Glossary - mySpellChecker

Key concepts, abbreviations, and Myanmar script terminology referenced throughout this documentation, organized by topic.

Myanmar Script & Unicode

Characters & Components

Term	Definition
Consonant	One of 35 consonant characters in Myanmar script: 34 base consonants (U+1000–U+1021) plus Great Sa (ဿ, U+103F).
Dependent Vowel	Vowel signs that attach to consonants (U+102B–U+1032). Cannot stand alone.
Independent Vowel	Vowel characters that can stand alone without a consonant (U+1023–U+102A).
Medial	Consonant modifiers that appear between the base consonant and vowel. Four medials exist: ျ (ya-pin), ြ (ya-yit), ွ (wa-hswe), ှ (ha-htoe).
Syllable	The fundamental unit of Myanmar text. Consists of consonant + optional medials + optional vowels + optional finals.
Tone Mark	Characters that indicate tone, nasalization, or emphasis: ံ (anusvara, U+1036), ့ (dot below, U+1037), and း (visarga, U+1038).

Special Characters

Term	Definition
Asat (်)	Myanmar Unicode character (U+103A) that “kills” the inherent vowel of a consonant, creating a final consonant sound.

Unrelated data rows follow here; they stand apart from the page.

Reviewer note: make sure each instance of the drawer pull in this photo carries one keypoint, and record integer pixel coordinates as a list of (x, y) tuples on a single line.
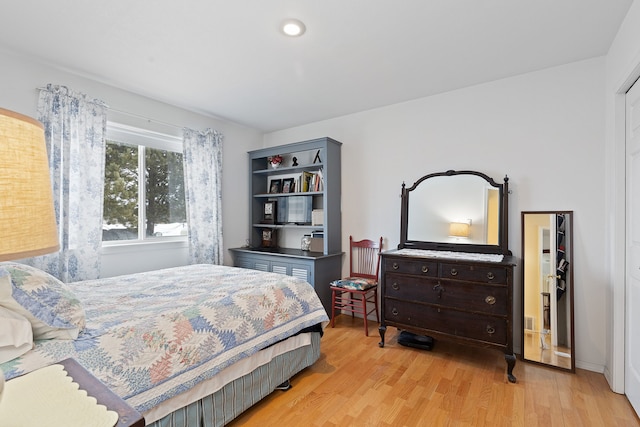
[(438, 288)]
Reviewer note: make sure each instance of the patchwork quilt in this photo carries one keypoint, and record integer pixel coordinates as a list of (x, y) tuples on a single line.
[(150, 336)]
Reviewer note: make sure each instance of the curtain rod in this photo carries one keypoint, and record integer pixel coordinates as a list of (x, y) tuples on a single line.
[(148, 119), (139, 116)]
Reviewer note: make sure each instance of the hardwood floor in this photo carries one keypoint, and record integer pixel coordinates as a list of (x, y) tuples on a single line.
[(357, 383)]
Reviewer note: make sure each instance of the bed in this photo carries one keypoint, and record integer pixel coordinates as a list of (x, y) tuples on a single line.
[(193, 345)]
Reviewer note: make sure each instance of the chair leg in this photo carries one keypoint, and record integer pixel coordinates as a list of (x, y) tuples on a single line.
[(375, 299), (333, 307), (364, 313)]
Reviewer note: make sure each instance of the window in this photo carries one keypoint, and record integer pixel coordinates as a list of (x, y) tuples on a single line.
[(162, 213)]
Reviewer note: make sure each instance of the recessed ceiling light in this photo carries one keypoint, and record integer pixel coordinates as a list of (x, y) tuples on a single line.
[(293, 27)]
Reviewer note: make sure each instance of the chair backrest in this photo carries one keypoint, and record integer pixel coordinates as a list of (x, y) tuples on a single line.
[(364, 258)]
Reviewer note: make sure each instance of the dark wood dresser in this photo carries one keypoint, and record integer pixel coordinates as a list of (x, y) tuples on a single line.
[(466, 300)]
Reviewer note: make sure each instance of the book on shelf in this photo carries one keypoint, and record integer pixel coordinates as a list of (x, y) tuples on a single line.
[(310, 181)]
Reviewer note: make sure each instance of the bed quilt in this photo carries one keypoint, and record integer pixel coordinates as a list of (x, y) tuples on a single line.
[(151, 336)]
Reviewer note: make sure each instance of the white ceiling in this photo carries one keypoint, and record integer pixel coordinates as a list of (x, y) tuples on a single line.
[(227, 58)]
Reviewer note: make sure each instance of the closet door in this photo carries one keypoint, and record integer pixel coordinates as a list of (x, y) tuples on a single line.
[(632, 309)]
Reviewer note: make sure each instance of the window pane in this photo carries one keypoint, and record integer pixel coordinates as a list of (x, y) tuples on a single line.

Also called “killer” or “vowel killer”.
Anusvara (ံ)	Myanmar Unicode character (U+1036) indicating nasalization of the preceding vowel.
Kinzi	A special stacking form where င် appears above the following consonant using virama (္).
Virama (္)	Myanmar Unicode character (U+1039) used for consonant stacking.
Visarga (း)	Myanmar Unicode character (U+1038) indicating emphasis or sentence finality.
Zero-Width Characters	Invisible Unicode characters (ZWSP, ZWNJ, ZWJ, BOM) that should typically be removed during normalization.

Encoding & Normalization

Term	Definition
Unicode	International standard for text encoding. Myanmar script uses range U+1000–U+109F plus extensions.
Myanmar Extended-A	Unicode block U+AA60–U+AA7F containing additional characters for Shan and other languages.
Myanmar Extended-B	Unicode block U+A9E0–U+A9FF containing additional characters for Shan and Pao languages.
NFC (Normalization Form Composed)	Unicode normalization form where characters are stored as precomposed units. Recommended for Myanmar text.
Normalization	Process of converting text to a standard form, including removing zero-width characters and applying Unicode normalization.
Zawgyi	Legacy font/encoding for Myanmar script that differs from Unicode. mySpellChecker can detect and convert Zawgyi text.

Pipeline Layers

Term	Definition
Syllable-First Approach	Validate at the syllable level first, since syllables can be identified without a dictionary, then move to word and context levels.
Validation Level	Configuration option specifying depth of checking: `SYLLABLE` or `WORD` (defined in `ValidationLevel` enum).
Word Validation	Layer 2 of the validation pipeline that checks words against the dictionary and generates suggestions.
Grammar Checking	Layer 2.5 validation that applies syntactic rules to detect grammatical errors.
Context Validation	Layer 3 of the validation pipeline that uses N-gram probabilities to detect real-word errors.
Semantic Validation	Optional deep validation using neural network models to understand meaning.

Error Types

Term	Definition
Real-Word Error	A spelling error where the misspelled word is itself a valid word but wrong in context.

Spelling Correction

Term	Definition
SymSpell	Algorithm for extremely fast spelling correction using symmetric delete operations.
Edit Distance	The minimum number of single-character operations (insert, delete, substitute) needed to transform one string into another.
Levenshtein Distance	Edit distance metric measuring single-character insertions, deletions, and substitutions.
Damerau-Levenshtein Distance	Edit distance metric that includes transposition as a single operation. Used for generating spelling suggestions.

Context & Tagging

Term	Definition
N-gram	A contiguous sequence of N items (syllables or words). Used in context validation.
Bigram	A sequence of two consecutive tokens (syllables or words) used for context analysis.
Trigram	A sequence of three consecutive tokens used for context analysis.
Part-of-Speech (POS) Tagging	Process of marking words with their grammatical category (noun, verb, particle, etc.).
Viterbi Algorithm	Dynamic programming algorithm used for POS tagging to find the most likely sequence of tags.

Models & Inference

Term	Definition
ONNX	Open Neural Network Exchange format used for semantic model deployment.

Storage & Processing

Term	Definition
Dictionary Provider	Pluggable storage backend for dictionary data. Implementations include SQLite, Memory, JSON.
Frequency	The count of how often a word or syllable appears in a corpus.
Segmentation	Process of breaking text into meaningful units (syllables or words).

Development Tools

Term	Definition
Cython	A programming language that makes writing C extensions for Python easy. Used in mySpellChecker for performance-critical paths.
OpenMP	API for parallel programming. Used in Cython extensions for batch processing.